Nonotechnology has been a rapidly growing field of advanced science at the inception of this century. Nanotechnology & Advanced Materials Research of Advanced materials, polymers, principally revolves around endeavours to plan materials at a sub-atomic level to accomplish alluring properties and applications at a naturally visible level. Nanomaterials science and nanotechnology can be used for the advancement of technologies, ranging from communication and information, health and medicine, future energy, environment and climate change to transport and cultural heritage. Nanomaterials will lead to a new approach to manufacturing materials and devices. Faster computers, advanced pharmaceuticals, controlled drug delivery, biocompatible materials, nerve and tissue repair, crackproof surface coatings, better skin care and protection, more efficient catalysts, better and smaller sensors, even more efficient telecommunication. For example, a  low risk solution using antibody modified bismuth nanoparticle, in combination with an X-ray dose equivalent  to a chest X-ray specifically, has been shown to kill the common bacterium Pseudomonas aeruginosa in a set up designed to resemble a deep wound in human tissue. Nanosized gold particle could catalyse the oxidation of carbon monoxide better than anything previously known. Heparin functionalized nanoparticles have been use for targeted delivery of anti-malarial drugs. Heparin is abundant and cheap, compared to treatments that involve antibodies, an important consideration, since malaria is most common in developing countries.
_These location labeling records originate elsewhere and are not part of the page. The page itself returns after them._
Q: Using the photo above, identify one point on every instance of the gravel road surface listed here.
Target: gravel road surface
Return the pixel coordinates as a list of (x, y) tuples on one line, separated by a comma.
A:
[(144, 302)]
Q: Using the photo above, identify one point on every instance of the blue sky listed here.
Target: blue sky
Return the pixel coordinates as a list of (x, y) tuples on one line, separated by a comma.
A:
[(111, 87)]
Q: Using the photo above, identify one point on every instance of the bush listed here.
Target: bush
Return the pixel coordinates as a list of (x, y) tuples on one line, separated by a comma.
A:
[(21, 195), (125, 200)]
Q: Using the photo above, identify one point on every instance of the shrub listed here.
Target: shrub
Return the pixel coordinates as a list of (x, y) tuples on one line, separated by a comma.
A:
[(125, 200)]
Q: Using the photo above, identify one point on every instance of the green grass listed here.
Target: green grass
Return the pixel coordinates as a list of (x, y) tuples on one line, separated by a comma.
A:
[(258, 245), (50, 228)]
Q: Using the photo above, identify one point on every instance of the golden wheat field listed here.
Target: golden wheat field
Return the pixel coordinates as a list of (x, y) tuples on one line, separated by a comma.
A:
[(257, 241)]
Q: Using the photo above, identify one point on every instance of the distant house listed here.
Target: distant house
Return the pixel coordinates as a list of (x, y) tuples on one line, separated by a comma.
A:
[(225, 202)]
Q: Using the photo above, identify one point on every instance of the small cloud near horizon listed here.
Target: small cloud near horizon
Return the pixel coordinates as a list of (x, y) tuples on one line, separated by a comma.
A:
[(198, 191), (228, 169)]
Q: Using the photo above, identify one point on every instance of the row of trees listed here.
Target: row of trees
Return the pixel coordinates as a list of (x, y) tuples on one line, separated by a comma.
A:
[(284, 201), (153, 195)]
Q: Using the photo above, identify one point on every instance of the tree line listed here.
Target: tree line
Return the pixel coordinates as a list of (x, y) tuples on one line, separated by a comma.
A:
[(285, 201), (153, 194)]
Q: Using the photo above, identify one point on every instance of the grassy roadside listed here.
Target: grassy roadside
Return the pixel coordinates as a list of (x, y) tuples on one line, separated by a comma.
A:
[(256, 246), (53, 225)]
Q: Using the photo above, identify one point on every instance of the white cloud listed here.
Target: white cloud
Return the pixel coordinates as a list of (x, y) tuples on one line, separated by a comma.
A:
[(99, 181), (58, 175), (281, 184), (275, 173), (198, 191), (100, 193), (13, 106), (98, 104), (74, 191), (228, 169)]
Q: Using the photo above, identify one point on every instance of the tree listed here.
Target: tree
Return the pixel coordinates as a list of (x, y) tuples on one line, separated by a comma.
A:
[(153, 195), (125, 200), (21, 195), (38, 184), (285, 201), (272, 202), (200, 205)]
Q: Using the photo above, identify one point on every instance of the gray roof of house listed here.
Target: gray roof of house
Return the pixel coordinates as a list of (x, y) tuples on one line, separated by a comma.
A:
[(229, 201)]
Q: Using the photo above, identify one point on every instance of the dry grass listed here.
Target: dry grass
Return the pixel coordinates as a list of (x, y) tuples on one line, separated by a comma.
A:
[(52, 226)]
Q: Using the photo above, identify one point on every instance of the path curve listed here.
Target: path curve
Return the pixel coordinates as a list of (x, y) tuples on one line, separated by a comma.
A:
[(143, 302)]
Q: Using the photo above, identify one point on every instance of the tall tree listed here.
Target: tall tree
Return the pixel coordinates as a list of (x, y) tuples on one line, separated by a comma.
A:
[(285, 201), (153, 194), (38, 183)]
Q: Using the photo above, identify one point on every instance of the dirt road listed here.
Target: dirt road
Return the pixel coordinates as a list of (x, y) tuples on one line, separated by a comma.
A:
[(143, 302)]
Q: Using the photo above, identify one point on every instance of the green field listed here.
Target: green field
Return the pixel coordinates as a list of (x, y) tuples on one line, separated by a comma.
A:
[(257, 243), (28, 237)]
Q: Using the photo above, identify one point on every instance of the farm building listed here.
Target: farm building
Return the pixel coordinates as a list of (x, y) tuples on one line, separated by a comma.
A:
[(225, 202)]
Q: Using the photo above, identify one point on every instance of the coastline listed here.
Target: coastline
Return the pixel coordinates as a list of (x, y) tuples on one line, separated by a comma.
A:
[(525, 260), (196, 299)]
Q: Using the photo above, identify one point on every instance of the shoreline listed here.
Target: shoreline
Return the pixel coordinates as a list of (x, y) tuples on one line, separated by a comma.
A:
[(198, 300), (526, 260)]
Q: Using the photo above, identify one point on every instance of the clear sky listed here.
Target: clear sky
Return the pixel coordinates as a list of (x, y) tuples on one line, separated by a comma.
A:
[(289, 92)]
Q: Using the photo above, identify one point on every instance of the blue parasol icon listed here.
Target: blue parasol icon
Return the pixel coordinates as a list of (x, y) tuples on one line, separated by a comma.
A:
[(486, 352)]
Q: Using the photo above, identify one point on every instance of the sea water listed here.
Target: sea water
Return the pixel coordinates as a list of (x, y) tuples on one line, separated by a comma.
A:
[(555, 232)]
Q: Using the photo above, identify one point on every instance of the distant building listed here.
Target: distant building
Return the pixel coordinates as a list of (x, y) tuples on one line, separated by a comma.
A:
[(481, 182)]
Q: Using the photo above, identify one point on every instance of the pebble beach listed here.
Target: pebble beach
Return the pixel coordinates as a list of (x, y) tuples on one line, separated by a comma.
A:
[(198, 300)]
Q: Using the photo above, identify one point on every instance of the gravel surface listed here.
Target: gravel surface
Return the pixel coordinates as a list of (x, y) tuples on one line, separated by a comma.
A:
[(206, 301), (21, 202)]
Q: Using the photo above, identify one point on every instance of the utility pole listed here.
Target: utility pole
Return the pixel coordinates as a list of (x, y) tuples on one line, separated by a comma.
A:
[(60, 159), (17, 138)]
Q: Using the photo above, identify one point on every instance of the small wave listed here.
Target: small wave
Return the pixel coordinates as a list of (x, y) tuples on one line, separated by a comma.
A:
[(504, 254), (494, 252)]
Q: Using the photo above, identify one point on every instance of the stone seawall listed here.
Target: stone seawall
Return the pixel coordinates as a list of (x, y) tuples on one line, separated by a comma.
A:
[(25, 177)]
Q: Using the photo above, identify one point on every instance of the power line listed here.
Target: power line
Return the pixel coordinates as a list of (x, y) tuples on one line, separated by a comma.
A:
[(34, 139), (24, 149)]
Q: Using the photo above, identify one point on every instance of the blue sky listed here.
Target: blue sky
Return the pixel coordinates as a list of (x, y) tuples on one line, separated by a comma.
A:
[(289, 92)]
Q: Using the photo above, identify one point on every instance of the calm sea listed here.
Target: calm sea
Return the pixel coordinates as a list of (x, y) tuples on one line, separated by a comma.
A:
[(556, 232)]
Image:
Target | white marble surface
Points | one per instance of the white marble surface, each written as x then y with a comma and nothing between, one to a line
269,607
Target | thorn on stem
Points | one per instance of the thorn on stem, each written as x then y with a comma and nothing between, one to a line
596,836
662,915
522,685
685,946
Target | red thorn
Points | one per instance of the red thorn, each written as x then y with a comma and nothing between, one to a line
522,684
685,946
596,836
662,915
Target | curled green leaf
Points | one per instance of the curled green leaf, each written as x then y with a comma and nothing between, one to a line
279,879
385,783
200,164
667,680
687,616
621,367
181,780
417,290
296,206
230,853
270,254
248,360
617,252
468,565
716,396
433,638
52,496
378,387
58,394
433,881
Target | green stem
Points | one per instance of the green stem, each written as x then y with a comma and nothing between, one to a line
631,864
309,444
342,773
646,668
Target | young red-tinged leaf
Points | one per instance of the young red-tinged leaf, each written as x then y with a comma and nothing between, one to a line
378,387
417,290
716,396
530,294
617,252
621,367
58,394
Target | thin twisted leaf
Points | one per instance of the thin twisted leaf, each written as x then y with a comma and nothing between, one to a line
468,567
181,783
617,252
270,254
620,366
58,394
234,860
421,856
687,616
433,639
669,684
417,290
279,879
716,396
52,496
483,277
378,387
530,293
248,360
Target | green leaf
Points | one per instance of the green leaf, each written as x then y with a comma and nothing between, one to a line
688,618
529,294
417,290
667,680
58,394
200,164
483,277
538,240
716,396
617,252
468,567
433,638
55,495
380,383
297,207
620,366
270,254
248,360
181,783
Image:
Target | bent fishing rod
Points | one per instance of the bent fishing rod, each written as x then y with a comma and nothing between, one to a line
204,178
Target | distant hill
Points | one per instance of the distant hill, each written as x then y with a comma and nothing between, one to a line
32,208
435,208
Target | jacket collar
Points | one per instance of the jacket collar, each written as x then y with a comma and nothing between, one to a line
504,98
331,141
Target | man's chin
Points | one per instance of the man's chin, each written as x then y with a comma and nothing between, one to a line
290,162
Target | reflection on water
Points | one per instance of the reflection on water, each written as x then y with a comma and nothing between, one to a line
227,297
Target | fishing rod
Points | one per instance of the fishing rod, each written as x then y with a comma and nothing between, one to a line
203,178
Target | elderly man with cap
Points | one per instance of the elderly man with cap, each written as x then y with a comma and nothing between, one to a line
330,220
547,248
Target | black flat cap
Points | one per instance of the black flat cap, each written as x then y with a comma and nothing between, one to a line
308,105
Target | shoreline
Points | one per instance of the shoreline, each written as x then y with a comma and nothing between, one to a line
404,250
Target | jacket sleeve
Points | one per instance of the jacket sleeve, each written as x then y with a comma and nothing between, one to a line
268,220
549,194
A  bone repairing nano-particle paste has been developed that promises faster repair of fractures and breakages. DNA containing two growth genes is encapsulated inside synthetic calcium phosphate nanoparticles.  In a remarkable demonstration of the extreme limits of nanoscale engineering, researchers have used the tip of a scanning tunnelling microscope to cleave and form selected chemical bonds in a complex molecule. Many medicinal and industrial endeavours have seen the use of Nanotechnology. Nanoparticles can attach to SARS COV-2 viruses, disrupting their structure and so kill the virus. These and other more recent advances in nanotechnology will be presented at this conference.